The door swung back and forth, its statrepeller field fluorescing — warmbodies wouldn’t see it, but when a buffered body moves through, the lumens spike-cycle predictably, and an agent watches that range as a matter of course.
Tall, wheat-haired, his eyes piercing gray. For some reason nanos won’t touch iris pigments, even though lots of other things are pretty plastic if you can get enough fuel for alterations. He stepped in, brushing fussily at his sleeves, in worn-down bleached-out clothing that managed to look halfway local, just like mine.
I was already on my feet, the rifle left carefully on the bench.
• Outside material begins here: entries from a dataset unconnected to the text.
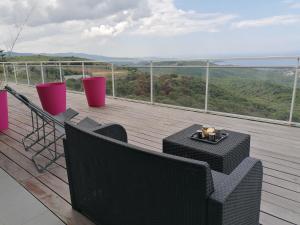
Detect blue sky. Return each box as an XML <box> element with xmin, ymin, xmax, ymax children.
<box><xmin>0</xmin><ymin>0</ymin><xmax>300</xmax><ymax>58</ymax></box>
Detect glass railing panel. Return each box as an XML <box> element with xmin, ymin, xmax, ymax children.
<box><xmin>208</xmin><ymin>65</ymin><xmax>295</xmax><ymax>121</ymax></box>
<box><xmin>153</xmin><ymin>62</ymin><xmax>206</xmax><ymax>109</ymax></box>
<box><xmin>15</xmin><ymin>64</ymin><xmax>28</xmax><ymax>84</ymax></box>
<box><xmin>0</xmin><ymin>64</ymin><xmax>5</xmax><ymax>85</ymax></box>
<box><xmin>4</xmin><ymin>64</ymin><xmax>16</xmax><ymax>83</ymax></box>
<box><xmin>84</xmin><ymin>62</ymin><xmax>112</xmax><ymax>95</ymax></box>
<box><xmin>114</xmin><ymin>66</ymin><xmax>150</xmax><ymax>101</ymax></box>
<box><xmin>28</xmin><ymin>64</ymin><xmax>43</xmax><ymax>85</ymax></box>
<box><xmin>61</xmin><ymin>63</ymin><xmax>83</xmax><ymax>92</ymax></box>
<box><xmin>43</xmin><ymin>64</ymin><xmax>60</xmax><ymax>83</ymax></box>
<box><xmin>293</xmin><ymin>69</ymin><xmax>300</xmax><ymax>123</ymax></box>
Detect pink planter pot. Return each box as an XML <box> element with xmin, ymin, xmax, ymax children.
<box><xmin>36</xmin><ymin>82</ymin><xmax>66</xmax><ymax>115</ymax></box>
<box><xmin>82</xmin><ymin>77</ymin><xmax>106</xmax><ymax>107</ymax></box>
<box><xmin>0</xmin><ymin>91</ymin><xmax>8</xmax><ymax>131</ymax></box>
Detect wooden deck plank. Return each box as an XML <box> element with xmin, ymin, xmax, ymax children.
<box><xmin>0</xmin><ymin>85</ymin><xmax>300</xmax><ymax>225</ymax></box>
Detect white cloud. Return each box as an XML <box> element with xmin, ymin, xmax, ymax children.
<box><xmin>282</xmin><ymin>0</ymin><xmax>300</xmax><ymax>9</ymax></box>
<box><xmin>84</xmin><ymin>0</ymin><xmax>236</xmax><ymax>37</ymax></box>
<box><xmin>83</xmin><ymin>21</ymin><xmax>128</xmax><ymax>38</ymax></box>
<box><xmin>232</xmin><ymin>15</ymin><xmax>300</xmax><ymax>28</ymax></box>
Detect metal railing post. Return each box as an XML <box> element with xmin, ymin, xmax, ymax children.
<box><xmin>58</xmin><ymin>62</ymin><xmax>63</xmax><ymax>82</ymax></box>
<box><xmin>2</xmin><ymin>63</ymin><xmax>7</xmax><ymax>83</ymax></box>
<box><xmin>25</xmin><ymin>63</ymin><xmax>30</xmax><ymax>86</ymax></box>
<box><xmin>41</xmin><ymin>62</ymin><xmax>45</xmax><ymax>84</ymax></box>
<box><xmin>13</xmin><ymin>64</ymin><xmax>18</xmax><ymax>84</ymax></box>
<box><xmin>204</xmin><ymin>60</ymin><xmax>209</xmax><ymax>112</ymax></box>
<box><xmin>289</xmin><ymin>58</ymin><xmax>300</xmax><ymax>124</ymax></box>
<box><xmin>150</xmin><ymin>61</ymin><xmax>154</xmax><ymax>104</ymax></box>
<box><xmin>111</xmin><ymin>63</ymin><xmax>116</xmax><ymax>97</ymax></box>
<box><xmin>81</xmin><ymin>62</ymin><xmax>85</xmax><ymax>78</ymax></box>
I could mark “ramming a lectric shivprobe through his chest and popping his Dismissal switches” as the last time I saw the new arrival, or “dumping pieces of his stripped and trussed-up body in a vat of caustic sludge.” Choices, choices.
It was Sam, in the flesh, just walking in the front door as if this was a normal meet, him giving me the Agency’s marching orders. Winding me up and setting me in motion.
And
if my Agency handler had shown up here, who else could be not-so-far behind?
Chapter Four
Sam
He marched right up to the long cobbled-together bar, a loose limber stride just a touch too long to be natural. It kept him out of strike range, and the peculiar grumble of subaudible — standard for meets — thrummed through my audio intakes.
“Hullo, Jess.”
It would be ridiculous of me to stand near the table. Besides, the further he was away from Geoff, the better. Nothing else in scanrange, everything as it should be. Had they cordoned off the entire township?
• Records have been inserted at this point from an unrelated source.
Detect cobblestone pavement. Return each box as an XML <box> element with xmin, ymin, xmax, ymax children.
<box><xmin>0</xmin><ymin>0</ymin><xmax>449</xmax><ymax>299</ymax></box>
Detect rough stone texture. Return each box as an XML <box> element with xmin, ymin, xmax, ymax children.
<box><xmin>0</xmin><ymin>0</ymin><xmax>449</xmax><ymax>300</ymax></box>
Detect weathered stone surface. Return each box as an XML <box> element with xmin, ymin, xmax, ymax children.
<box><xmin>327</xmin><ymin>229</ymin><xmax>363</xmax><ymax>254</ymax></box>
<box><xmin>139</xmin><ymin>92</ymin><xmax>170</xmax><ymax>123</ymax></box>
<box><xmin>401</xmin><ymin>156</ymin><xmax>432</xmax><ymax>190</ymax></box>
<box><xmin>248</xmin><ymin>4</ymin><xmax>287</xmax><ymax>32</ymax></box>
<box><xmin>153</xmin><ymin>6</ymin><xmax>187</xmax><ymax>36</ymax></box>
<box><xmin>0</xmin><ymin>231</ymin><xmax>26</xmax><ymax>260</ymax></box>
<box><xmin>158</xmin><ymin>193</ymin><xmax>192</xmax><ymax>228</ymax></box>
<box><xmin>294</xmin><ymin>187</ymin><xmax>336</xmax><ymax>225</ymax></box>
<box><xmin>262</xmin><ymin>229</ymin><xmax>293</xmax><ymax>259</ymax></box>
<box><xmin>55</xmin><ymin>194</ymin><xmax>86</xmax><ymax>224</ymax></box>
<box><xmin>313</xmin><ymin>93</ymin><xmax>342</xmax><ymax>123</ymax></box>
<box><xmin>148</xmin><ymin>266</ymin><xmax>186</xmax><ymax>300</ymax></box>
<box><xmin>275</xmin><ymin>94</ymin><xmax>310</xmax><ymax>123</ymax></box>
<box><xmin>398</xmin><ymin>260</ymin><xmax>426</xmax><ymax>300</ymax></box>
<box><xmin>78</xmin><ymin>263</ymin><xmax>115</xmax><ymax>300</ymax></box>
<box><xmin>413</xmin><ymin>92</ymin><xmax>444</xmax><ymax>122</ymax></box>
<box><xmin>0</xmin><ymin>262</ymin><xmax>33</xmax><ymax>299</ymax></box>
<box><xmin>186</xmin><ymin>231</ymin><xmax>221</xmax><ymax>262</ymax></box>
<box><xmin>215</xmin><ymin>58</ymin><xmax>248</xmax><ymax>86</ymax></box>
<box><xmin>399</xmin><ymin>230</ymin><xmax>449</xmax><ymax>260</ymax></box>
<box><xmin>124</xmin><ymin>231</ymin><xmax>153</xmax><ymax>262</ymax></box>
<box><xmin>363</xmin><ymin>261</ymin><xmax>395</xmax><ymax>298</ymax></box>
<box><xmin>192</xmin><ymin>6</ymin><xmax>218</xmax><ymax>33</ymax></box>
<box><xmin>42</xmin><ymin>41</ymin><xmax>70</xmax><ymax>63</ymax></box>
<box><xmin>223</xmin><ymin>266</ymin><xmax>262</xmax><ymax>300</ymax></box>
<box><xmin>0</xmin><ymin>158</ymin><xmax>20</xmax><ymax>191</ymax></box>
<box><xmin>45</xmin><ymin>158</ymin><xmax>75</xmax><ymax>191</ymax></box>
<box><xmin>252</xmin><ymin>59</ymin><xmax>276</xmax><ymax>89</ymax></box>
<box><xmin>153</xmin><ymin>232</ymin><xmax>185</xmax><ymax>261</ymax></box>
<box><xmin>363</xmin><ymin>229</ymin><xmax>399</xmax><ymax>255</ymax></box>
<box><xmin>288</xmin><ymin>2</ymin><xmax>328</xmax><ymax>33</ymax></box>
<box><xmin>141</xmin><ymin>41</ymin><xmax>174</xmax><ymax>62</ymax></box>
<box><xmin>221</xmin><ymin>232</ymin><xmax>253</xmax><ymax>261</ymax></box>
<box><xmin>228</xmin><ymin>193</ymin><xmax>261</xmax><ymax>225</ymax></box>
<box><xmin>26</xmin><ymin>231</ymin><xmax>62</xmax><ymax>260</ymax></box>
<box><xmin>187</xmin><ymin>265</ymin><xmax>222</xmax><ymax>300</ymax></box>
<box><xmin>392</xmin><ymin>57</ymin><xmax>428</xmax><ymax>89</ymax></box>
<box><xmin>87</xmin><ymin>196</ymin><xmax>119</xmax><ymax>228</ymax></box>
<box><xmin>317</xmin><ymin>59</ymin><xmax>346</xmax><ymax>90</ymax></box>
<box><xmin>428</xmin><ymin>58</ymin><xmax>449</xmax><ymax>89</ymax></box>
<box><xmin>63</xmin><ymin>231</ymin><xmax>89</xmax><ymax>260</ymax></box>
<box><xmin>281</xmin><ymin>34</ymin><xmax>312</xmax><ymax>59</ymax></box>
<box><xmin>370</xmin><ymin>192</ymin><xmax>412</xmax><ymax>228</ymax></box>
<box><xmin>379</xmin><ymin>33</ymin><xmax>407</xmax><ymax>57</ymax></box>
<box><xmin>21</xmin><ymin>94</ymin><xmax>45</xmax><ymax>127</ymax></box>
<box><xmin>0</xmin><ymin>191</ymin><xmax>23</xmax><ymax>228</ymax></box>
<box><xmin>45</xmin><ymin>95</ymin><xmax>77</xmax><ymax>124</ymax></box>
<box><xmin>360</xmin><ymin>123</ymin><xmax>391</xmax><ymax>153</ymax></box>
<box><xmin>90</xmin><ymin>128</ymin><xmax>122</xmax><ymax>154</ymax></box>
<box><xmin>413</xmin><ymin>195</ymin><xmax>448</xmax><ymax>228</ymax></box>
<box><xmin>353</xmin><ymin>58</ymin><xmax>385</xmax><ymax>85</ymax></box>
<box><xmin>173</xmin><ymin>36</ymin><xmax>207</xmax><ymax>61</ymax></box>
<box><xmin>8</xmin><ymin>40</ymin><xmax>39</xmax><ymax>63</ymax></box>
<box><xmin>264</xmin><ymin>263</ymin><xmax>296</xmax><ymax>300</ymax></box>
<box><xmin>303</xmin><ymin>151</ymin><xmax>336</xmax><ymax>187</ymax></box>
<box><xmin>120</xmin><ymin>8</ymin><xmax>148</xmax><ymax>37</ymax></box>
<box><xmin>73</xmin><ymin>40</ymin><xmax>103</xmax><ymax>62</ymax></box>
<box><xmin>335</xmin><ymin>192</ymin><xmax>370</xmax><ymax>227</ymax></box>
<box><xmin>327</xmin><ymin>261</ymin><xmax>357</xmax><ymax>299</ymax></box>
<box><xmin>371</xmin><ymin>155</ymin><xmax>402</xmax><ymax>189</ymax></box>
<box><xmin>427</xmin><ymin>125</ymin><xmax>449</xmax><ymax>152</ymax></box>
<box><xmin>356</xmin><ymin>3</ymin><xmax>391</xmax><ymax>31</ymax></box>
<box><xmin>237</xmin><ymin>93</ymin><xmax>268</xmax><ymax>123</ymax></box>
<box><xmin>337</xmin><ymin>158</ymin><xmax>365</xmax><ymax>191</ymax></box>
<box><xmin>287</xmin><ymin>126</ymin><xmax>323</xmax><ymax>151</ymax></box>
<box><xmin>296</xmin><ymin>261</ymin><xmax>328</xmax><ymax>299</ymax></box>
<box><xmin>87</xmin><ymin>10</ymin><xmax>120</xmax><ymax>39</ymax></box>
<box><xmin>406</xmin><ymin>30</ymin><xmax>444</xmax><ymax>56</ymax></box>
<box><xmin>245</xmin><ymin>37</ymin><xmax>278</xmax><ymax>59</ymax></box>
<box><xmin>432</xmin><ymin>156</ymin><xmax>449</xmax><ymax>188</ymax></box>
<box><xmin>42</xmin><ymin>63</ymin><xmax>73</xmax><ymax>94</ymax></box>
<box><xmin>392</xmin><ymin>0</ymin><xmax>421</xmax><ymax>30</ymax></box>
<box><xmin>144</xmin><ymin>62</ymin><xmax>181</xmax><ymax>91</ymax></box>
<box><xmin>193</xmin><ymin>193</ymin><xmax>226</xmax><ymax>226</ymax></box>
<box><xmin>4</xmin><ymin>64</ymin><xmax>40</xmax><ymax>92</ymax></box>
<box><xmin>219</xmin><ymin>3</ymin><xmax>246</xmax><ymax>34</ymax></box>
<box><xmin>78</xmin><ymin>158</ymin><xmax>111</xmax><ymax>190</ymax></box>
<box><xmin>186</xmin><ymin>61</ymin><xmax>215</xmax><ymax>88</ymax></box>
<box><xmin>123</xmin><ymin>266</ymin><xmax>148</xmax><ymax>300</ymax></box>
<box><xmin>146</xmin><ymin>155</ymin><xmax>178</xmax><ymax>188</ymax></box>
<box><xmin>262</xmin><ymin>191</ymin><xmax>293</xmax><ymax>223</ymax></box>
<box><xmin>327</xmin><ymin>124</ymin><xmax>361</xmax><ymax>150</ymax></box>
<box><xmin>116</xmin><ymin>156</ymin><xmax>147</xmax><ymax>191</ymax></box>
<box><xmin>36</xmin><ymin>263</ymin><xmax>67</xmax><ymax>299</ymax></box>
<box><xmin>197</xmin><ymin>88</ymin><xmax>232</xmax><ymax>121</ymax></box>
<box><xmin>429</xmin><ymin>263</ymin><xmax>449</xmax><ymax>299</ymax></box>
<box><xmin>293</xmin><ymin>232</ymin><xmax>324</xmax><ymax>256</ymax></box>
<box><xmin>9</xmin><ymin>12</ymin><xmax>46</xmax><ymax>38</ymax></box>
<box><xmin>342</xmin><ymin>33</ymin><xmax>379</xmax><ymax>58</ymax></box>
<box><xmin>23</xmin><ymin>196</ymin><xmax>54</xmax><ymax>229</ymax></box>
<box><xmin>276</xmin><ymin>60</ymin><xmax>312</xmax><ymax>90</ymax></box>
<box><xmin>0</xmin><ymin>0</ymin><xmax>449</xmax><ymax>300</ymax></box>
If they did, I’m going to have to get creative. ”Sam.” My own subaudible grumble, none of the warmbodies around us would pick up anything amiss. I stalked to the bar as well, just out of physical range. If he was walking in like this, he obviously wanted to talk. Or to delay me.
Which meant I had time. Not a lot, but some.
A small grimace went over his bland face, just a fleeting expression. Other than that, he was flatline as usual. Just the messenger, passing the news along. My own autonomics were the same. He was handler, I was flex liquidator, and I’d already killed him once.
Time would tell if I could do it again, now he knew I was capable of attempting it.
“Whiskey, please.” In audible range, sunny and polite, he may have even winked at the owner. I could have told him charm wouldn’t work.
Madam B eyed him for a long moment, and he sighed theatrically, fingers flicking and a flash of hard bitcoin sparkling on the bar. It magically produced a drink; she gave me a long considering look, glanced at him again.
My lips curved in a facsimile of a smile. “One for me, too.”
“Sure.” She poured, a long amber stream of liquid, and I took the shot, cracked the bottom of the glass against the bar with just the right amount of force. Her eyes narrowed as she sized both of us up. “No trouble inside, folks. It’s the standing rule.”